Harry wusste, wohin er gehen sollte. Der Raum der Wünsche war perfekt, um etwas Ruhe zu bekommen. Als er also den Raum betrat, war dieser zu einem gemütlichen, mit Blau und Weiß dekorierten Ort mit zwei Sesseln nahe eines Kamins geworden. Sie setzten sich und Harry ergriff dann das Wort.

„Es tut mir Leid, Luna, es ist meine Schuld, dass dich alle ärgern. Ich wollte dich nicht verletzen, gestern war ich etwas verärgert. Ich habe das, was ich dir gesagt habe, nicht wirklich so gemeint."

„Oh, doch hast du es! Und ich danke dir für das, was du mir gesagt hast. Du hast mich verstehen lassen, dass das Schlimmste nicht all die Belästigungen waren, die du selbst gesehen hast, sondern die Tatsache, dass ich mich nicht akzeptierte. Mein Dad und viele Leute sagten mir, dass ich dumm war, mich zu verkleiden, und dass ich die Tatsache, dass ich eine Veela bin, nicht geheim halten sollte. Aber du warst der erste, der mir sagte, dass der Grund, aus dem ich mich versteckte, war, dass ich mich nicht akzeptierte. Nun bin ich trotzdem stolz auf das, was mir meine Mutter geschenkt hat. Sie ist es, die mich so gemacht hat wie ich bin. Und ich denke, dass sie traurig wäre, wenn sie sehen würde, dass ich mich stets verstecke. Also denke ich, dass ich dir danken soll."

„Sie werden dich aber weiter belästigen.
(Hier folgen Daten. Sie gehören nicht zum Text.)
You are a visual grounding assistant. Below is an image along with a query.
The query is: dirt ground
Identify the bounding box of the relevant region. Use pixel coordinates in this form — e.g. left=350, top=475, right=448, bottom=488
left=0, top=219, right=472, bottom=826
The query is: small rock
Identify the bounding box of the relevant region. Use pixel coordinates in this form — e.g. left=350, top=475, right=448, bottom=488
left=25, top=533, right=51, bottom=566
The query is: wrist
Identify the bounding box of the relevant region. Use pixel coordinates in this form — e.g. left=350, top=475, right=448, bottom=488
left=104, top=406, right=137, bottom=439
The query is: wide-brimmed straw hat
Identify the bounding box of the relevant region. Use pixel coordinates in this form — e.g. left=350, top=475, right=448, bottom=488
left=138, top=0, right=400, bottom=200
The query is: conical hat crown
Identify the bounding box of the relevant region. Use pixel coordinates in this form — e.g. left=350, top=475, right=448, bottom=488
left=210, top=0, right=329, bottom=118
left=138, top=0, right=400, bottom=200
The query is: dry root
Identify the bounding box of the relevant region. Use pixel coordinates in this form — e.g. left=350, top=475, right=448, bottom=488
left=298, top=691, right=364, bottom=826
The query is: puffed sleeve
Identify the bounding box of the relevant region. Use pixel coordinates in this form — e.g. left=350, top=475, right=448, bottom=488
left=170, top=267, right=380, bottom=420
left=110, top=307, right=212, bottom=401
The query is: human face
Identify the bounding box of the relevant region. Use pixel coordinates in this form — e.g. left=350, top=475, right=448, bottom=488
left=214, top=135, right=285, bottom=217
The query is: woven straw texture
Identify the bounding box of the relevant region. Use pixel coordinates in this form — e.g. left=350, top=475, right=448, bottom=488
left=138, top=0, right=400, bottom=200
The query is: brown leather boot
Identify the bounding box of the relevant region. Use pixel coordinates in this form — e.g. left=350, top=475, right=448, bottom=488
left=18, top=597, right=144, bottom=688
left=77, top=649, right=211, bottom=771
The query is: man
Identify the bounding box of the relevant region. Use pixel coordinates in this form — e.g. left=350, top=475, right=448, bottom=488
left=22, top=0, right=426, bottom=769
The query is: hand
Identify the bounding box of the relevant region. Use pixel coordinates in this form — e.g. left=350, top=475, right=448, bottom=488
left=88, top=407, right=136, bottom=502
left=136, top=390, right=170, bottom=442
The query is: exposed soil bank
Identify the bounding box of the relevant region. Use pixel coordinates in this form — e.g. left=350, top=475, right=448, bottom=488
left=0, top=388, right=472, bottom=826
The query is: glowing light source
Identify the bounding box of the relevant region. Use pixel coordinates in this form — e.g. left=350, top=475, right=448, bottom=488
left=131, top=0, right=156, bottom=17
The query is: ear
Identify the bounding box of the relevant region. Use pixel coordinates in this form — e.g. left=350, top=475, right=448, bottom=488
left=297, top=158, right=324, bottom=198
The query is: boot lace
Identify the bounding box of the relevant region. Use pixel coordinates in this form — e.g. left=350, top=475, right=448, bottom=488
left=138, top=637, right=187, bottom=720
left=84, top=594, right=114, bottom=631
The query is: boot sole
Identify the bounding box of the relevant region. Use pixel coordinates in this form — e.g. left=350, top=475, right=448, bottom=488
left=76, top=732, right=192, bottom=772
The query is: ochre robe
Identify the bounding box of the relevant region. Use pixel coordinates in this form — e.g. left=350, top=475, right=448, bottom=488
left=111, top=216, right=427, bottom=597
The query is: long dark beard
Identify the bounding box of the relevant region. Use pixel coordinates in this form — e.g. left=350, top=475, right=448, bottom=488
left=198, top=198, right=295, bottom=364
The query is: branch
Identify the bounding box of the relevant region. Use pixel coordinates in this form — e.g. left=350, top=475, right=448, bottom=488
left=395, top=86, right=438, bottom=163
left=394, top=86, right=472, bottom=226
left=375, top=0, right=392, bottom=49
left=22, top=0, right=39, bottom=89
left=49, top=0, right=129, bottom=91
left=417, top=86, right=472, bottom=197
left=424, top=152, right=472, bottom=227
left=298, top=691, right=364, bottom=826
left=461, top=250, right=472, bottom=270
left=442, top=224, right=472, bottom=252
Was wirst du machen, wenn es weitergeht?"

„Na, ich werde mich daran gewöhnen müssen, glaube ich! Ich bin sowieso nicht die einzige Veela auf der Welt."

„Ich würde mich schuldig fühlen, wenn dir irgendwas passieren würde. Ich... Warte, ich habe eine Idee."

Harry zog die Uhr aus seiner Tasche und ergriff eine Feder, die er in Tinte tränkte. Auf einem der beiden Zeiger, die ihm übrig blieben, schrieb er einen Namen: Luna.

„Harry, das ist eine sehr wertvolle Uhr, du hättest meinen Namen nicht schreiben sollen!"

„Ich schreibe die Namen der Leute, die ich liebe... naja, ich meine... ich will nicht, dass dir meinetwegen irgendwas passiert."

Luna stand von ihrem Sessel auf.

„Danke, Harry. Ich gehe jetzt, der Unterricht fängt gleich an. Bis bald."

Luna verließ den Raum und ließ Harry allein. Er wusste nicht mehr, was mit ihm los war, und fragte sich, ob nicht jemand in sein Glas ein bisschen Enthüllo gegossen hätte, ohne dass er es gesehen hätte.